Lastly, we cleared out our front yard this weekend to remove an insane 12-inch high jungle of ivy vines that were 1/2 to 1-inch thick in diameter. Now the front yard is separated by a concrete pad & light well, about 3-ft wide away from the house foundation. We want to put down weed fabric and mulch to prep the soil for next spring. Do you know if cedar or bark mulch become hamburger food for termites? Is it overkill to do a trench treatment at the edge of the front yard, if Guy#3 will drill in the front concrete pad?


----------



## PAbugman

I haven't drilled/injected. When I used boracare (before termidor) I surface sprayed. There use to be, and maybe still are, pre-loaded syringes. Google them, and if they can be had, the directions should guide you as to drill size,etc. Be prepared to plug the holes immediatley after filling, as it will ooze out. Douglas fir is considered soft wood I believe, but it may be the hardest of the soft woods. Check label, or consult with manufacturer.

Horizontal rodding: Didn't realize that the walls were that thick, must be the large stones and fill that we call rubble walls. I agree-you can't drill through them.
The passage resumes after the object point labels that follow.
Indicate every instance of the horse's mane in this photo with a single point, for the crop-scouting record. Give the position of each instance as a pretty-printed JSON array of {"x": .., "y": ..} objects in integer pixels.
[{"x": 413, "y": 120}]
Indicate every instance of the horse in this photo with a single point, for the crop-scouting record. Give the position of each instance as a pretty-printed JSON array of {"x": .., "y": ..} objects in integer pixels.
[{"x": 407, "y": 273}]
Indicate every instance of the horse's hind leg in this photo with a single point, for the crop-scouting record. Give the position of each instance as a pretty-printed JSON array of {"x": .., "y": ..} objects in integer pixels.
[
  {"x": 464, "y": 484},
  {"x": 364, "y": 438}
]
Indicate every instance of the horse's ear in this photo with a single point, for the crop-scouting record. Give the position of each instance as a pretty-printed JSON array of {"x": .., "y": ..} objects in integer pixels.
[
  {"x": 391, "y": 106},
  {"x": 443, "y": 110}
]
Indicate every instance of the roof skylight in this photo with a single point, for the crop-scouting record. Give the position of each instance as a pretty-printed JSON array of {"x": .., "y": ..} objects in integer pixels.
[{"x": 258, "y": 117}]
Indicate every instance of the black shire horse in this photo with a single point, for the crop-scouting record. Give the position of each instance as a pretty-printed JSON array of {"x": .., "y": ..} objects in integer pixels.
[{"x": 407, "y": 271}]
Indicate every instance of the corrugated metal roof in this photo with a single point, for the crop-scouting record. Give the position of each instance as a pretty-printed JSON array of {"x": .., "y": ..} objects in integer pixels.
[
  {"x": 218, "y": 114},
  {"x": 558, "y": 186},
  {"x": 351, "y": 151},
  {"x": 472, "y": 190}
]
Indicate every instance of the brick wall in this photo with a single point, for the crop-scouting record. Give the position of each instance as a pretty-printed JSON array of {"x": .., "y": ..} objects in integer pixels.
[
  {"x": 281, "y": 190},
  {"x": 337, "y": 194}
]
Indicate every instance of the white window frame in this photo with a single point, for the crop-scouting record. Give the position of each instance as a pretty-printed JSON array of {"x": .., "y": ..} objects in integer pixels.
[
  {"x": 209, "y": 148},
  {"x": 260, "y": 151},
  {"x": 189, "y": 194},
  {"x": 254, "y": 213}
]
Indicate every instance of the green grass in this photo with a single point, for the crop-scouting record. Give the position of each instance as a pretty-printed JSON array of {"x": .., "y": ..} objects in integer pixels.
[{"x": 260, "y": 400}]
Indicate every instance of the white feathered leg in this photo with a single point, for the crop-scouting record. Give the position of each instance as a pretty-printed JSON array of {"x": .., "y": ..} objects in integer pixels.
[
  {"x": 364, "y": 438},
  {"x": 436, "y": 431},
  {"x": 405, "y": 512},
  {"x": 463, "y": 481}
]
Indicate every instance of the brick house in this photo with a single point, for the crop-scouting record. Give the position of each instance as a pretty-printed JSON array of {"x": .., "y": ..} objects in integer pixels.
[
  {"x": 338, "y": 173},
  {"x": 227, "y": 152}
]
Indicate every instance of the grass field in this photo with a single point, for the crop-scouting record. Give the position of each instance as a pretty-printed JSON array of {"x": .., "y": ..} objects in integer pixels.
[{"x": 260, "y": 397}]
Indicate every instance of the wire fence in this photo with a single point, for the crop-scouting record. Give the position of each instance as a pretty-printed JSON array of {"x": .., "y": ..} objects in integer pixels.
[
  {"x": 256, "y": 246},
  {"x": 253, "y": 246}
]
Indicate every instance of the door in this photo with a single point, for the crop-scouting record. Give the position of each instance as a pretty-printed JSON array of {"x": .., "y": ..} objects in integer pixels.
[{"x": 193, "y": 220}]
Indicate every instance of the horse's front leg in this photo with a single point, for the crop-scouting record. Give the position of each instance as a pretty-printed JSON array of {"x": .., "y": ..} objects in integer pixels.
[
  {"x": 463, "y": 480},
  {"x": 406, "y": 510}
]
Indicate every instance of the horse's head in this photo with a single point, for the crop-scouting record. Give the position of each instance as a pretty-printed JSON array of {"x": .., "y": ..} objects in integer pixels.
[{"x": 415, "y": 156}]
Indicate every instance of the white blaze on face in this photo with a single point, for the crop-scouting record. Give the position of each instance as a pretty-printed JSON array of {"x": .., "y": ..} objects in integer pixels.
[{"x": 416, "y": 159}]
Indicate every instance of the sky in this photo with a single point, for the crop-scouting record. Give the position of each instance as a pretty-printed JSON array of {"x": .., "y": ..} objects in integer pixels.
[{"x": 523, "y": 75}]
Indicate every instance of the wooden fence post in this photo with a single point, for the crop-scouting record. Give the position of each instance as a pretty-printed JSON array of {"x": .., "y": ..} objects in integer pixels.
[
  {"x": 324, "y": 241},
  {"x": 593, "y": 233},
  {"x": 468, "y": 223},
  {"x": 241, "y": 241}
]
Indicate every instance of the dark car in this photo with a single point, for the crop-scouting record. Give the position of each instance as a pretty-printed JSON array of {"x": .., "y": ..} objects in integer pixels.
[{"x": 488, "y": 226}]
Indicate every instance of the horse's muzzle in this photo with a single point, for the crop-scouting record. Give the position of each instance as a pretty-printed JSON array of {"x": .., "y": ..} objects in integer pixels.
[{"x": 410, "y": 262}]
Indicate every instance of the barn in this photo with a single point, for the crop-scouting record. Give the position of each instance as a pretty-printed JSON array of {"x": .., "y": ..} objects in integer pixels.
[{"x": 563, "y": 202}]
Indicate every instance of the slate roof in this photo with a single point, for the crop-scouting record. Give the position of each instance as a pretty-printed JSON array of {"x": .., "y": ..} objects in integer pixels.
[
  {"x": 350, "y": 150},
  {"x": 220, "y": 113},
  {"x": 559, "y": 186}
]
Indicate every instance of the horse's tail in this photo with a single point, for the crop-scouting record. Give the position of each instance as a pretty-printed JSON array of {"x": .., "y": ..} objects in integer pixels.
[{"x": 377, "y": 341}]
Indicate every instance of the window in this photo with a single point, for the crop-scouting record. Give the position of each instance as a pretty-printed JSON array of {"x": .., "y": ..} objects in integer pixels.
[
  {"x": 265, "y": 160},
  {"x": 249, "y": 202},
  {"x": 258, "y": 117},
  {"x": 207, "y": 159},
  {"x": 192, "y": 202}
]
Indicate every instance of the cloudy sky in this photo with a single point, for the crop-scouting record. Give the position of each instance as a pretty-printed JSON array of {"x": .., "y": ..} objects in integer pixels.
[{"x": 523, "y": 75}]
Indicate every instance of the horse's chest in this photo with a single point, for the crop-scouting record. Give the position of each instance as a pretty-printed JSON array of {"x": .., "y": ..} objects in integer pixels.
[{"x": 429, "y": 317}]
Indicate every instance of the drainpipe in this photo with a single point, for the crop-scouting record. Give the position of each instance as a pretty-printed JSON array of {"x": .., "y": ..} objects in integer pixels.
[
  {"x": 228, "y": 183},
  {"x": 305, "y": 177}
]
I thought they might be poured concrete.

In Pa. the holes must be plugged with non-cellulose material or masonry patch (Holes drilled in concrete, not the holes drilled in wood).
We push corks, newspaper, styrofoam packing peanuts, etc. into the holes and then cover with masonry patch. I wouldn't drill a basement floor if there is any recent history of water in the basement, coming from underneath. 

Cedar bark will be less susceptible to wood-destroying insect damage. Do not allow the top of the mulch to rise up to the level of the siding. In future years you may have to take old mulch away before you can put new mulch down. Have you considered "hardscape" (stones of various sizes, colors, etc.)?
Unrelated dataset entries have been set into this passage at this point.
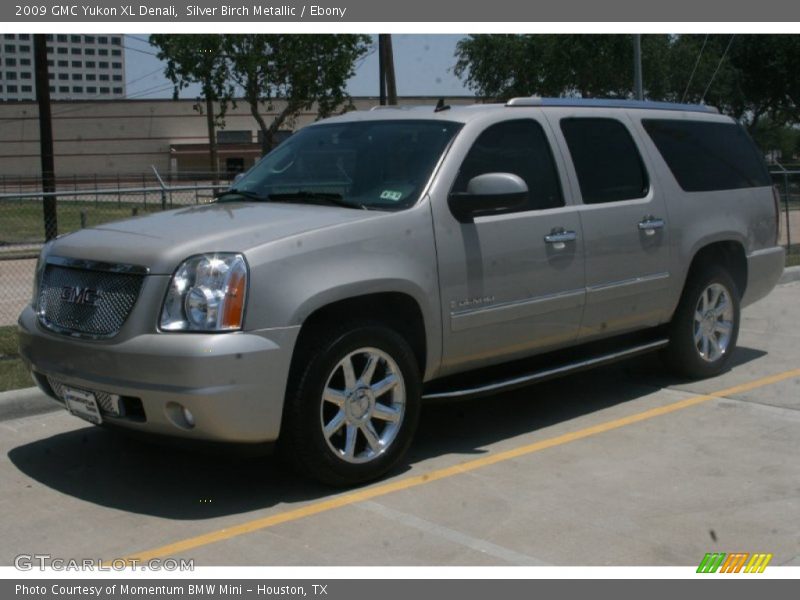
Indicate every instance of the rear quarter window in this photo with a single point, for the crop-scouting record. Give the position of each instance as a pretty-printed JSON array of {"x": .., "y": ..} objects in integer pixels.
[{"x": 706, "y": 156}]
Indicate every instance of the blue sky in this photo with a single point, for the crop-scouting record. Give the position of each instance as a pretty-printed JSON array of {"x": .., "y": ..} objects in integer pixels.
[{"x": 423, "y": 66}]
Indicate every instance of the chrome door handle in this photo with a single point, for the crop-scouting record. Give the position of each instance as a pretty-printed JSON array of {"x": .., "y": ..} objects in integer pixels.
[
  {"x": 649, "y": 225},
  {"x": 559, "y": 237}
]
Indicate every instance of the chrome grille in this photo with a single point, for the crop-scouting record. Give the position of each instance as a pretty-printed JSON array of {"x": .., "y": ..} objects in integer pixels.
[
  {"x": 87, "y": 301},
  {"x": 109, "y": 403}
]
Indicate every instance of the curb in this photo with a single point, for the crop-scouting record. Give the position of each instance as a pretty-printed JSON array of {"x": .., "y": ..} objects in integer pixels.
[
  {"x": 790, "y": 274},
  {"x": 27, "y": 402}
]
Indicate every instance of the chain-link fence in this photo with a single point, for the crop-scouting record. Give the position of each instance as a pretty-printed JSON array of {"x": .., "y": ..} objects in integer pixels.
[
  {"x": 23, "y": 224},
  {"x": 787, "y": 182}
]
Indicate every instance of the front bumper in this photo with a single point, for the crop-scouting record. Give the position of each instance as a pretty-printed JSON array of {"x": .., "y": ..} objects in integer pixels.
[{"x": 233, "y": 383}]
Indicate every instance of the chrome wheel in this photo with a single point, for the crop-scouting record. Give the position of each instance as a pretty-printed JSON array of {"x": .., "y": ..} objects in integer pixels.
[
  {"x": 713, "y": 322},
  {"x": 363, "y": 405}
]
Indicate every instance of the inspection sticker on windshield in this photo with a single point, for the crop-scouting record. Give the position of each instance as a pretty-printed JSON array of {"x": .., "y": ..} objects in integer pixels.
[{"x": 391, "y": 195}]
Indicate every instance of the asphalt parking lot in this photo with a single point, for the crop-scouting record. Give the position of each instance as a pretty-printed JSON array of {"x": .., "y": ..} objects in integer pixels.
[{"x": 623, "y": 465}]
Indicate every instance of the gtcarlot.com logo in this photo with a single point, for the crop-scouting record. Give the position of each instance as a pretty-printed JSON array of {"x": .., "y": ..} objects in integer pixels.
[
  {"x": 29, "y": 562},
  {"x": 737, "y": 562}
]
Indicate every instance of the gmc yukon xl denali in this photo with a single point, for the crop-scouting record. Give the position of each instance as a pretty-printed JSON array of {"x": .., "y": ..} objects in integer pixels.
[{"x": 379, "y": 259}]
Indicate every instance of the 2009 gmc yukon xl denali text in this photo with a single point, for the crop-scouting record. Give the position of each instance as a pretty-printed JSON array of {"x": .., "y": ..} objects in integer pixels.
[{"x": 381, "y": 258}]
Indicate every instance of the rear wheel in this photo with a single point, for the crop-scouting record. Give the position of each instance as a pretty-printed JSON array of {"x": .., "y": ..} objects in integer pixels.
[
  {"x": 705, "y": 326},
  {"x": 352, "y": 411}
]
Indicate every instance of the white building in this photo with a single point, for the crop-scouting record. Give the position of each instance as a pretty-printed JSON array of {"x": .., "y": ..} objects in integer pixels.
[{"x": 82, "y": 67}]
If I am accurately picturing the front yard trench you are proposing, it would be overkill. In our state it would also be against regulations as termiticide is to be against a foundation wall, or around a post, etc.

Remember, I believe it to be very important that the operators soil termiticide of choice be a non-repellent.


----------



## PAbugman

Smoochas: Have you made any progress on this project? My curiosity is getting to me. Thanks.


----------